Comme on parle aux arbres
Les enfants du Sahel rêvent qu’il pleut du pain. Un gros américain rote son hamburger. À l’heure du déjeuner, certains mangent des coups et d’autres du bacon. Pendant que les oiseaux avalent le bleu du ciel, les moutons ont une faim de loup. Il ne sert à rien de mettre les horloges à l’heure. Le cœur qui bat n’a pas le même rythme. Il suffit d’un instant, d’une seconde oubliée, pour que le temps se coince. Il reste sur la peau du temps des cicatrices d’infini, des œdèmes d’absolu. Dans tous les cimetières, les tombes qu’on fleurit témoignent de la vie. Devenus blancs de colère, il y a des os qui brûlent l’estomac de la terre, les os des suicidés, des enfants massacrés, des soldats morts de peur, les os des pauvres gens, des affamés, des femmes éperdues. Il faudrait que le cœur irrigue le cerveau, que l’absolu fasse bouger les doigts, que la sueur de l’espoir ruisselle sur la peau. Il faudrait vivre à la manière du vent, des étoiles, des bêtes. Nous courons tous vers le miel, la source, la parole.
Les mots qui manquent font du bruit, on dirait des sirènes qui n’auraient pas muées. Il y a un nid de ronces au-dessus de mes rêves. C’est là où les oiseaux de malheur pondent leurs œufs. Il faut aller très loin pour éviter leurs ailes. Un ange perd son sang sous les griffes du rocher. Le premier mot d’une montagne se prononce caillou. La mer s’écrit par vague. L’ombre des arbres se ramasse par feuilles. À l’école, on ne parle pas d’amour. On n’apprend plus à lire mais à compter ses sous. J’avance avec ma langue pour retrouver ma voix. En regardant passer les trains, les vaches rêvent les yeux ouverts. Les mots font de même sur la page. Le premier mot déjà s’avance vers la mort. Je ne suis plus qu’un dialogue avec la terre, une parole en herbe. Quand je n’aurai plus soif, le verre sera plein. Je préfère la goutte d’eau qui nous tient éveillés, les miettes sur la table, les os perçant la peau, le sang mal enveloppé de chair. Je n’écouterai plus ceux qui portent des masques plus vrais que leurs visages. Les mots décodent le braille obscur du temps. Il faudrait parler aux hommes comme on parle aux arbres.

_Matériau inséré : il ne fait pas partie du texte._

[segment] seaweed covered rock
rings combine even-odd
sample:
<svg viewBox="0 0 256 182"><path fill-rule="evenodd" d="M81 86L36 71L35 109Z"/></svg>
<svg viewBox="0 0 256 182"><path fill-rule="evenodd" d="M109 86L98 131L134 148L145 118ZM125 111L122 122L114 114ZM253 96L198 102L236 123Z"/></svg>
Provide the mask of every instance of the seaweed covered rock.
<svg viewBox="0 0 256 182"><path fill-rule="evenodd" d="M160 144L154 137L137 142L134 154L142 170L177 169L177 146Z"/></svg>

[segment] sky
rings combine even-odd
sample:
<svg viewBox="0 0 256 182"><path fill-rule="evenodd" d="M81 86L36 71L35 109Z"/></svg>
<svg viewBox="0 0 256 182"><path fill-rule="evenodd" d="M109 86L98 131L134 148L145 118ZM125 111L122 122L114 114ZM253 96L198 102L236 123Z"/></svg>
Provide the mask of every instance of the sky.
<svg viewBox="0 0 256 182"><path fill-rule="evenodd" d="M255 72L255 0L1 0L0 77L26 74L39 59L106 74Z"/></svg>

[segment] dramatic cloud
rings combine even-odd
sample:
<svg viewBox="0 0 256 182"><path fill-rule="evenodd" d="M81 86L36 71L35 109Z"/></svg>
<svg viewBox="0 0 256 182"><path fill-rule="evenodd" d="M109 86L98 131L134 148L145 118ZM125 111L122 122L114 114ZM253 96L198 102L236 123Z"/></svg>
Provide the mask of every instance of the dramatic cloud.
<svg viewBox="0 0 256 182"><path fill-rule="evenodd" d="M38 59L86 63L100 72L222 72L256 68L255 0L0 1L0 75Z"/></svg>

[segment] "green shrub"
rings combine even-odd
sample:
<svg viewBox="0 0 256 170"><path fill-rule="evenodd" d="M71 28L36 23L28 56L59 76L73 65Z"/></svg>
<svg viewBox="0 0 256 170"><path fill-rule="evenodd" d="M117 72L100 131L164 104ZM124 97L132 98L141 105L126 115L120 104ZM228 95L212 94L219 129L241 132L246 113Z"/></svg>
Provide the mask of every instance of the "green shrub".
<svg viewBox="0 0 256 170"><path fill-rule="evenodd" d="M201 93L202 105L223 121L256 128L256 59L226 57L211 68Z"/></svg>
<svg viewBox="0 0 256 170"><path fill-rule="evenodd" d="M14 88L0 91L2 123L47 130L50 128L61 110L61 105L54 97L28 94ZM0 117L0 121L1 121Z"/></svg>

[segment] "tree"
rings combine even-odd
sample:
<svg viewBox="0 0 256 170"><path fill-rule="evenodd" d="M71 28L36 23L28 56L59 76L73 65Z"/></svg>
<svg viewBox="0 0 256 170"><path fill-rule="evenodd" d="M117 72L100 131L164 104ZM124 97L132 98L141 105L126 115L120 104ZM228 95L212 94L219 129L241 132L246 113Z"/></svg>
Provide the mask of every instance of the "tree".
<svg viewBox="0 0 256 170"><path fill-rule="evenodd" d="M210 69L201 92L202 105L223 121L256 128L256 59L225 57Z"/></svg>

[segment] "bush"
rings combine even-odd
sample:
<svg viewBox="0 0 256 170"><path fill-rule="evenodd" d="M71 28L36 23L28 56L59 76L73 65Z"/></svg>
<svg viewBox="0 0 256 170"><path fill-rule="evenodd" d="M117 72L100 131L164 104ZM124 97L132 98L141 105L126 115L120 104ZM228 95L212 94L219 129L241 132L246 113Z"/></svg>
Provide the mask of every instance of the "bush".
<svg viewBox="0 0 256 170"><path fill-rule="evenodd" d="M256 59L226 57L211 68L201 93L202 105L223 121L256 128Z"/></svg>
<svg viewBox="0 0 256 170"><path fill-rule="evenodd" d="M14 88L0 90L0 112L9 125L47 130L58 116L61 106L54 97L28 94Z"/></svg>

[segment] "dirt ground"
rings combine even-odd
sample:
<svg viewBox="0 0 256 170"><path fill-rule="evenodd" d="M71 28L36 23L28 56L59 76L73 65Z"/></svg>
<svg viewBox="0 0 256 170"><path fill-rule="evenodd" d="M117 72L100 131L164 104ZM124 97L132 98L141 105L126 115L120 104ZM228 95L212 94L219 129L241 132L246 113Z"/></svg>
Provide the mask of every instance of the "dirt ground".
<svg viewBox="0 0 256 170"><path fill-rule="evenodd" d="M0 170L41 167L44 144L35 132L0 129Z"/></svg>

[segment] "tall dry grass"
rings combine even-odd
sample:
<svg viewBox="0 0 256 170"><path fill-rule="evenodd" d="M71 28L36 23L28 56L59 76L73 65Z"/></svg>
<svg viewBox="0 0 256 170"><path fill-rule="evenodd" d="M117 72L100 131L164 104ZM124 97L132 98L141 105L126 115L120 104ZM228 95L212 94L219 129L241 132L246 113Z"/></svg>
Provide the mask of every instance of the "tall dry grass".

Qui ne vaut pas un rire ne vaut pas une larme. Depuis le premier mot, l’histoire n’a pas fini de bégayer. Il y a des pays où l’on travaille pour payer l’enterrement, où l’on perd sa vie à vendre son temps, où l’on paie de sa peau pour habiller les autres, où les oiseaux perdent leurs ailes pour un bout d’asphalte, des pays où l’on meurt sans même avoir vécu, où l’on ne rêve plus qu’à travers un écran pour oublier de vivre. La prospérité est plus éphémère qu’un baiser, plus fugace qu’une caresse. Le soleil fait de l’apnée dans un midi de fard à joues. Je ne cherche pas un Dieu, mais des hommes debout, des camarades, des frères. Je ne cherche pas le paradis, mais simplement marcher, m’émerveiller, aimer. Je ne cherche pas à comprendre, mais à imaginer. Je ne cherche pas l’avoir, mais le rien, le petit peu de l’être, un tout petit miracle, le frisson qui parcourt l’échine, l’esquisse d’un sourire, une lumière quelque part, un seul geste gratuit, un acte qui ne soit pas de foi, mais de vie. On prend beaucoup de temps à mériter son enfance. Il faut balayer tant d’ombres, déshabiller tant de fantômes. Pour que l’homme reste vivant, son cœur doit battre au moins 180 000 fois par jour et pomper 8 600 litres de sang. La respiration d’un seul être humain nécessite 12 000 litres d’air. Chaque éjaculation produit 180 millions de spermatozoïdes. La fatigue se noie dans la houle des muscles. Les idées faseillent sur la mer cérébrale. Passé un certain âge, on perd jusqu’à 20 000 neurones par jour. Il m’en reste assez pour écrire. Une certaine légèreté aide à digérer la gravité. Ce n’est pas rien la vie. L’éclosion d’un sourire prédispose à la joie. Son pollen essaime de lèvres en lèvres. Tant de rêves palpitent dans une poignée de main. Pourquoi en vouloir plus ? Pourquoi aller plus vite ? Entre le peu de chose et le rien tant de possibles s’insinuent. Le vide et le trop plein ne se repoussent pas. Il y a entre les deux un mouvement pendulaire. On porte tous en nous une soif d’infini rendant caduques les horaires. Chaque heure peut être la dernière. Il ne faut pas la perdre pour une vulgaire question d’argent.